The closer role wasn’t really a thing in 1917, but Dave Danforth was the closest thing to it for the White Sox. He led the American League with 50 appearances, 26 games finished and nine saves, but thanks to some lights-out pitching by the White Sox rotation, he hadn’t seen much work during the team’s overall hot streak. His only action since May 19 had been in an exhibition game around the halfway point of this idle period.
Pants Rowland took advantage of Danforth’s well-rested state. When Jim Scott was hammered for two runs in the first, Danforth came in and finished the game, even though he often found himself in an equal amount of distress. He allowed eight hits and eight walks over eight innings, but somehow limited the damage to just two runs. His effort allowed the White Sox to split the series and take over the American League lead with a 5-4 victory.

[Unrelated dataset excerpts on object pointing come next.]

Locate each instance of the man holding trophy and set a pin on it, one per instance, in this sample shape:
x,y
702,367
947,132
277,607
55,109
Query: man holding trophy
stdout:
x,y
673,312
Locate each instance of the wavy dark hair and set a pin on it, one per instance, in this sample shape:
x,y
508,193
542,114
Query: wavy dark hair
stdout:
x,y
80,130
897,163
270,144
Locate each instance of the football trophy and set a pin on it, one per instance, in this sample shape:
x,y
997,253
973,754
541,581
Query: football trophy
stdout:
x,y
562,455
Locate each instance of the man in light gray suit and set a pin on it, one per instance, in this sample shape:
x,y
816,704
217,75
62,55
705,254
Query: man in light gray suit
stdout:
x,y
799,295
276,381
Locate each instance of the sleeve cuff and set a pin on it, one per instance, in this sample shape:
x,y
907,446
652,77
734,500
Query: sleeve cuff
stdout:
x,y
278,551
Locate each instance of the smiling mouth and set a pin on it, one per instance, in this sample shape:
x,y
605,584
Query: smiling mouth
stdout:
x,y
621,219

Amazingly, one of those runs came in the ninth, which the White Sox started with a 5-3 lead. With one out, Danforth allowed a single, walk and a single to bring home one run and put the tying run on second. Still, Danforth remained in the game and induced a grounder to Buck Weaver, who stepped on third and threw to first for the game-ending 5-3 double play.

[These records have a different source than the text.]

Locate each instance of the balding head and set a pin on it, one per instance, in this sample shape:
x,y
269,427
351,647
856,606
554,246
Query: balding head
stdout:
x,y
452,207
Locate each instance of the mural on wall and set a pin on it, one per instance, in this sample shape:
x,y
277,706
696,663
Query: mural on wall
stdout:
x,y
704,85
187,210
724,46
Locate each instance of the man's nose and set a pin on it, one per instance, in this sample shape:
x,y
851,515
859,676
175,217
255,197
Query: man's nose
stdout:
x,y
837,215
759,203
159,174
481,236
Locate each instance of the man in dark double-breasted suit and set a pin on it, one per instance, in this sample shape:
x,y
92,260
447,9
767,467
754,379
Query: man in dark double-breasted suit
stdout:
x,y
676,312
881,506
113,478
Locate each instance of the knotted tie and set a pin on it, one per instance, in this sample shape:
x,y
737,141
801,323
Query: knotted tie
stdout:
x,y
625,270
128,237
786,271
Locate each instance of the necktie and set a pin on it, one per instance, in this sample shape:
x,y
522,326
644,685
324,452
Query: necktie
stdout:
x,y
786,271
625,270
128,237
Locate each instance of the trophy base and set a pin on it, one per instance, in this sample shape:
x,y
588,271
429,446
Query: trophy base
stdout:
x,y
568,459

Washington’s side of the box score had a similar shape. Harry Harper — you may remember him as “the junk man” — walked two of the first three batters, then was lifted after starting Joe Jackson with three pitches out of the zone. Bert Gallia then relieved him and pitched the next 72⁄3 innings. He had wildness problems himself, walking only two batters, but throwing four wild pitches and dealing with a passed ball on top of it.
The White Sox used those wild pitches to score or set up their first four runs over three innings. Swede Risberg then did all the work himself by hitting a solo shot in the fourth. That was it for the scoring, but Danforth made it hold up against considerable odds. According to Tom Tango’s basic pitch count estimator, Danforth’s relief appearance may have required 141 pitches or so.